Sample requirements
- Optimal results using viable cells (viability over 70%) and isolated nuclei
- Please get in touch with our team if cell viability is below 70%
- Single cells or nuclei are sorted in cell capture plates containing cell buffer.
- Cell capture plates will be provided by Single Cell Discoveries unless otherwise specified
- Labeling: label plates clearly on the seal and sides, making sure the labels match the information in the sample submission file
- Alternatively, single cells of interest can be sorted and cryopreserved before shipment to SCD. Make sure our team receives thawing instructions to minimize cell loss
- Cell numbers: >10^6 cells per sample, minimal 500.000 cells per sample
- Labeling: label tubes clearly on the lids and sides, making sure the labels match the information in the sample submission file
Plate preparation
- Please read through the sorting instructions below and do not hesitate to reach out if you have any questions.
- We will provide you with an empty plate to calibrate the FACS machine
- Leave the first column of the plate empty; these wells will be used for addition of control samples on the same plate to assess the performance of the plate.

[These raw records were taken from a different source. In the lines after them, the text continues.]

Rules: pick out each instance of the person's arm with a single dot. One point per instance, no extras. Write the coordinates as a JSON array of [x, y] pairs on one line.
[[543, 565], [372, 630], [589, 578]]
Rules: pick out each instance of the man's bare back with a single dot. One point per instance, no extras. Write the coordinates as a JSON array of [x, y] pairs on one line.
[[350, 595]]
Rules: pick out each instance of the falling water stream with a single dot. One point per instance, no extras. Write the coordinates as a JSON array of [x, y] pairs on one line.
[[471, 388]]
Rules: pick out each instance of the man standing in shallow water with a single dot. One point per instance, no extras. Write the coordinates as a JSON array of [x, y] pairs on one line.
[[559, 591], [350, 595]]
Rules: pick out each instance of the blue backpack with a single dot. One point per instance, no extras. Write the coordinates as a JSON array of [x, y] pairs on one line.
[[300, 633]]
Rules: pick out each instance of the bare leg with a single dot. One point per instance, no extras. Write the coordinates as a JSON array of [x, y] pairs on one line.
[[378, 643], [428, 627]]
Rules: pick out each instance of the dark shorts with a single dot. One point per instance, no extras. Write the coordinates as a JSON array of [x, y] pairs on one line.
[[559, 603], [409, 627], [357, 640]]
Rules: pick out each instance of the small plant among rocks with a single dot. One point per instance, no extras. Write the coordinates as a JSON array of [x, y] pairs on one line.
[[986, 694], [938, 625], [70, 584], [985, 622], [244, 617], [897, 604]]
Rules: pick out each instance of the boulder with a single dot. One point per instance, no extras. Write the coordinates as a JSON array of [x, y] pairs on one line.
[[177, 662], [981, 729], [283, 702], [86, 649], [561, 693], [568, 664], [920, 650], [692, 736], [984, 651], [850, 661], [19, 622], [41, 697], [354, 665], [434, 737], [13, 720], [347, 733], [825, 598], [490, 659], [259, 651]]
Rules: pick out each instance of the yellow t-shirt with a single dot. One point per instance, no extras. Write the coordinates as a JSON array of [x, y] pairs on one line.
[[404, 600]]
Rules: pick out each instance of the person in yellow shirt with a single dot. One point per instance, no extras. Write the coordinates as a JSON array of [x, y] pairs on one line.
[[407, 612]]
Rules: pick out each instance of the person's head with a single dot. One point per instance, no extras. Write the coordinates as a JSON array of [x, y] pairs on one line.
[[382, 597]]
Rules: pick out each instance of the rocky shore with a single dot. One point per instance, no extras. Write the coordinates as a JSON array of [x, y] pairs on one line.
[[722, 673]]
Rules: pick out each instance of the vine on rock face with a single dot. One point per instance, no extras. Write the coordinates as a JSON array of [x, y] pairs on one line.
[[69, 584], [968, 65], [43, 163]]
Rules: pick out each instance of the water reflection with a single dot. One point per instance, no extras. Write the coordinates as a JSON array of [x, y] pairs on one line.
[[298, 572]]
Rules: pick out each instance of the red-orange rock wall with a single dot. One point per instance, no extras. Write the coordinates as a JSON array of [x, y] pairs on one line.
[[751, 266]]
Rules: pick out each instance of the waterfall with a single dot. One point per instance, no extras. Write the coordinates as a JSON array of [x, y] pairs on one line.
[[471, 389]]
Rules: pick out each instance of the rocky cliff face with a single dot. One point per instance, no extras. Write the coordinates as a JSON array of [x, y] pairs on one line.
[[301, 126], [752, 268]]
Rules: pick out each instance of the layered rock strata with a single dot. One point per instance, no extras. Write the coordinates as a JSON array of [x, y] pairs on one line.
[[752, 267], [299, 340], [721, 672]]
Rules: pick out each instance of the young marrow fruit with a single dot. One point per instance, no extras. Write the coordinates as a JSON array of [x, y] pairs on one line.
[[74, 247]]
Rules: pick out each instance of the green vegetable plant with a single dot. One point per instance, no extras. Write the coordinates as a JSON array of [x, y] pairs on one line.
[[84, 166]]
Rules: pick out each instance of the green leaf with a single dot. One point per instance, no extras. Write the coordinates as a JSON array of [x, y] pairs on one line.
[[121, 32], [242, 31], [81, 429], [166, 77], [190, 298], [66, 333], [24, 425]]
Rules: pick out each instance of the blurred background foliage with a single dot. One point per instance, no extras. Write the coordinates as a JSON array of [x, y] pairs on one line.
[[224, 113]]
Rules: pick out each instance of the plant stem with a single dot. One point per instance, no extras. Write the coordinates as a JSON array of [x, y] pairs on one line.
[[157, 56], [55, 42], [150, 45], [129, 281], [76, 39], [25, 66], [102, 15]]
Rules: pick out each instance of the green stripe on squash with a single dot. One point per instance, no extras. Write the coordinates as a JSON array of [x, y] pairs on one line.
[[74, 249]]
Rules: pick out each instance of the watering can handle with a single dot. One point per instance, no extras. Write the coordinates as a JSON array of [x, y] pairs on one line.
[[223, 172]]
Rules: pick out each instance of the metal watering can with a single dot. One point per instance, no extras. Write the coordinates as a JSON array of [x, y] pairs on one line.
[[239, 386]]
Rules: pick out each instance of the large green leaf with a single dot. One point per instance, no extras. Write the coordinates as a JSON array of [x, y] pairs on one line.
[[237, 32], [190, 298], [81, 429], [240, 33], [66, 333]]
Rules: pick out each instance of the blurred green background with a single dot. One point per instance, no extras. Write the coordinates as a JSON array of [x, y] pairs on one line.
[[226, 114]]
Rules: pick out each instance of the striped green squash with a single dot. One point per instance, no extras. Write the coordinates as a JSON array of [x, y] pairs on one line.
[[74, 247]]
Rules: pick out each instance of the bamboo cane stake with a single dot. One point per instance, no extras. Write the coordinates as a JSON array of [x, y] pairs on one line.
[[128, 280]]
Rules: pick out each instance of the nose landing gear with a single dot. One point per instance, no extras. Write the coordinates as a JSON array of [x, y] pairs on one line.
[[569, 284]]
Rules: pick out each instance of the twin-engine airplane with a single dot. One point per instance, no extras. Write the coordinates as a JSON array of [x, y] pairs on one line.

- Make sure the plates are sealed using the provided seals and the plate ID is readable.
Shipment
In a plastic bag or cardboard Eppendorf box, or when shipping plates, tape the plates together, making sure the right side is up, on dry-ice. Please check our shipping section for more information.
FACS sorting
The essentials
There are a few things that are essential for a successful sort:
- The quality of your cells
If the quality of the cells is not sufficient, the sequencing data will also be of low(er) quality. Therefore, we advise checking whether your cells survive the dissociation and the FACS sort before you plan your definitive sorting experiment. For more information on how to check the cell quality, please check our cell quality guide. - A proper gating strategy
Without proper gating, you will end up with a suboptimal or even wrong population of cells. As a minimum, we advise selecting for live cells, by using a DAPI staining or other live/dead marker. It is also advisable to sort a few cells onto a microscopy slide or culture dish to check whether the morphology of the sorted particles fits your cell type of interest. - Proper calibration of the FACS sorter
If the FACS machine is not appropriately aligned, cells will unfortunately not end up in the wells (correctly). Hence, it is essential to calibrate your FACS machine – every time – you start a sorting experiment. You can use the empty 96-well plate that was shipped with the cell capture plates for the calibration. Seal the plate using one of the plate seals and sort FACS fluid/beads onto the foil at wells e.g.: A1-3 and H11-13. Try to position the droplets in the middle of the wells. If you are sorting many plates during a day, it is advisable to calibrate a second time in between plates.
Note: If using a BD FACS ARIA, the step size in one direction might be too large to center the stream properly. In this case, you can alter the voltage on the deflector plates to adjust the location of the droplets.
- Avoid introducing contaminations while FACS sorting
This point probably goes without saying. If there is a contamination in your FACS machine, it will unfortunately also affect the sequencing data. Make sure you are using a well maintained and well-cleaned FACS machine when you are sorting into cell capture plates. Additionally, these assays are extremely sensitive to contamination, so make sure the samples are protected at all times. This means wearing gloves, a lab coat and changing these if they have been contaminated. Please reach out to our team if you need more information about cleaning procedures prior to sorting for these assays.
Plate layout
Many customers wonder in what fashion they should sort their cells; can you sort multiple cell types into one plate? Should you combine different control/experimental groups?
It is good to keep in mind that every experiment is different and that there is no standard answer to these questions. Some of our recommendations are:
- Always keep the first column of the plate empty
The wells of the first column are used for control samples and are important to assess the performance of the assay. - We usually recommend sorting one sample per plate
The batch effects of the processing are usually minimal, especially when the biology is strong. The duration of the FACS sort is more of an influence than the processing. Usually, when sorting complex plate layouts, the cell sort takes longer, which can affect RNA quality and can create batch effects between sorted plates. - Can I sort multiple cell types into one plate?
Yes, especially when dealing with primary tissue, you may simply not have another choice.